Buyer’s market versus Seller’s market

Buyer’s market vs. seller’s market: What’s the difference?

 

What is a buyer’s market?

When there is a surplus of homes and low demand for them, you’re in a buyer’s market. Prices tend to go down because there’s less competition. Additionally, homes are likely to stay on the market for longer, putting pressure on sellers to make concessions during the negotiation process.

How to navigate a buyer’s market

Depending on which side of the fence you’re on, consider these tips for crafting a strategy in a buyer’s market.

If you’re a seller

Do you absolutely have to sell your place right now? If not, you might want to delay your listing until the market shifts. However, a buyer’s market doesn’t have to mean holding on to your home. Ask your real estate agent to suggest potential improvements and upgrades that might deliver a solid return on your investment. Small steps, such as hiring a home staging service, can make your home stand out. 

If you’re a buyer

Pat yourself on the back — you’ve chosen a good time to buy. Take your time. Since there isn’t as much competition, you don’t need to feel rushed to make an immediate offer. Research comparable properties so you’ll know how to make the right offer. Your agent can help guide you.
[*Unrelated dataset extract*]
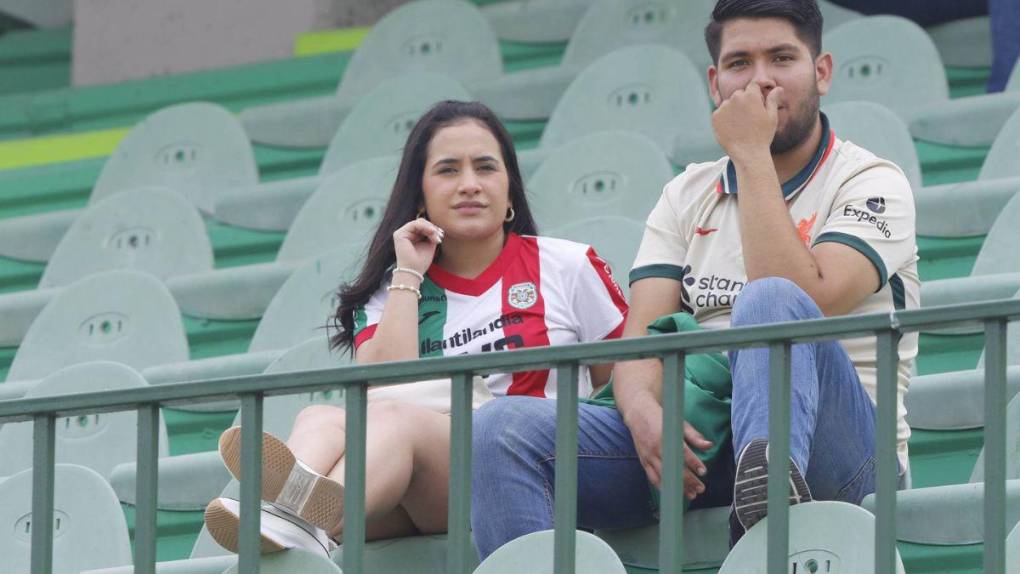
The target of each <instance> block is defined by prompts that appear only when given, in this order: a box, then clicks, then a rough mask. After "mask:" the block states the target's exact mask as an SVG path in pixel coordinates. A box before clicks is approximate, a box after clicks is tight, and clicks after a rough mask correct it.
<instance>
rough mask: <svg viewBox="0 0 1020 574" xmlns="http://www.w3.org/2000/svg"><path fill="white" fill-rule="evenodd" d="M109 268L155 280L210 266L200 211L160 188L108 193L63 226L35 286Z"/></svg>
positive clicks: (170, 190)
mask: <svg viewBox="0 0 1020 574" xmlns="http://www.w3.org/2000/svg"><path fill="white" fill-rule="evenodd" d="M110 269H137V270H139V271H145V272H148V273H152V274H153V275H155V276H157V277H159V278H161V279H165V278H167V277H172V276H175V275H185V274H189V273H199V272H202V271H208V270H210V269H212V244H210V243H209V234H208V233H207V232H206V230H205V223H204V222H203V221H202V216H201V215H199V213H198V210H196V209H195V206H194V205H192V204H191V203H189V202H188V200H187V199H185V198H184V196H182V195H181V194H177V193H176V192H173V191H171V190H169V189H166V188H142V189H138V190H132V191H129V192H124V193H121V194H116V195H114V196H111V197H108V198H106V199H105V200H102V201H100V202H97V203H95V204H93V205H91V206H90V207H89V208H88V209H86V210H85V212H84V213H82V215H81V216H80V217H79V218H78V219H75V220H74V222H73V223H72V224H71V226H70V228H69V229H67V232H66V233H65V234H64V237H63V239H62V240H60V244H59V245H57V249H56V251H54V252H53V255H52V256H51V257H50V261H49V263H48V264H47V265H46V269H45V270H44V271H43V277H42V278H41V279H40V281H39V286H40V288H51V286H63V285H66V284H69V283H72V282H74V281H77V280H78V279H81V278H82V277H86V276H88V275H91V274H93V273H98V272H100V271H107V270H110Z"/></svg>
Even if you can’t get a seller to come down on the price, for example, you may be able to get other benefits, such as repairs and additional contingencies. 

What is a seller’s market?

If the supply of homes doesn’t meet the demand from buyers, you’re in a seller’s market. Home prices tend to go up as buyers compete for the few options that are available, and sellers are less likely to make concessions because they may receive multiple offers. Also, homes tend to stay on the market for a shorter amount of time, making it easier for sellers too close and move on.

How to navigate a seller’s market

A seller’s market can feel overwhelming for buyers, and perhaps a bit too tempting for sellers. Follow these tips to make a deal that works for you.

If you’re a seller

You’re still going to want to make your home appealing to buyers, even if the competition isn’t as stiff. Even though it is a hot market that doesn’t mean you should forsake purging, refreshing and normal maintenance. Buyers notice a lack of attention to details and will wonder what else has been neglected. You may be able to price your home on the high side, but it’s important to check comparable properties in your area to ensure you’re not asking for too much. Don’t get too greedy, because it can backfire on you. Allow your Realtor to prepare a current market value for your house.

If you’re a buyer

You may want to consider holding off until the market is more favorable for you. If you don’t have the option to wait, you’ll need to act fast.

The real estate market today

If you entered the real estate market between 2020 through the first half of 2022, welcome to the definition of a seller’s market. Inventory is low — particularly for affordably priced properties — and many sellers have been enjoying bidding wars, waived home inspection contingencies and all cash offers. During this time, many houses sold above asking price. We are now seeing a slight shift in the market.

How to determine what’s happening, going forward

Will all of 2022 feel like a seller’s market? It’s impossible to predict, but rising interest rates may be able to bring the housing market back down to earth. Looking ahead, here are some key indicators to help you gauge whether your area is leaning toward a buyer’s market or a seller’s market:

  • Inventory: If you’ve house hunted in the past, compare the current inventory of properties with what you’ve seen before. In general, the more homes that are available, the likelier it is that it’s a buyer’s market. On the flip side, fewer options generally tip the scales in favor of sellers.
  • Recent sales: Take a look at some properties in the area that are comparable to the one you’re hoping to buy or sell. If they sold above asking price, it’s likely a seller’s market. If the price ended up below ask, it’s likely a buyer’s market.
  • Days on market and pricing: The longer a home remains on the market, the more the seller may be willing to do to offload it. If a seller has recently decreased the sales price of a property comparable to the one you want, it’s often a sign that it was priced too high originally. The same goes if the price hasn’t budged but the home has been on the market for a while. It’s not uncommon for sellers to ask for more than what the market is willing to pay, so as a buyer, you’ll want to review multiple properties to determine whether it’s a trend or an isolated occurrence.
  • Local market trends: Consider the data and local housing trends.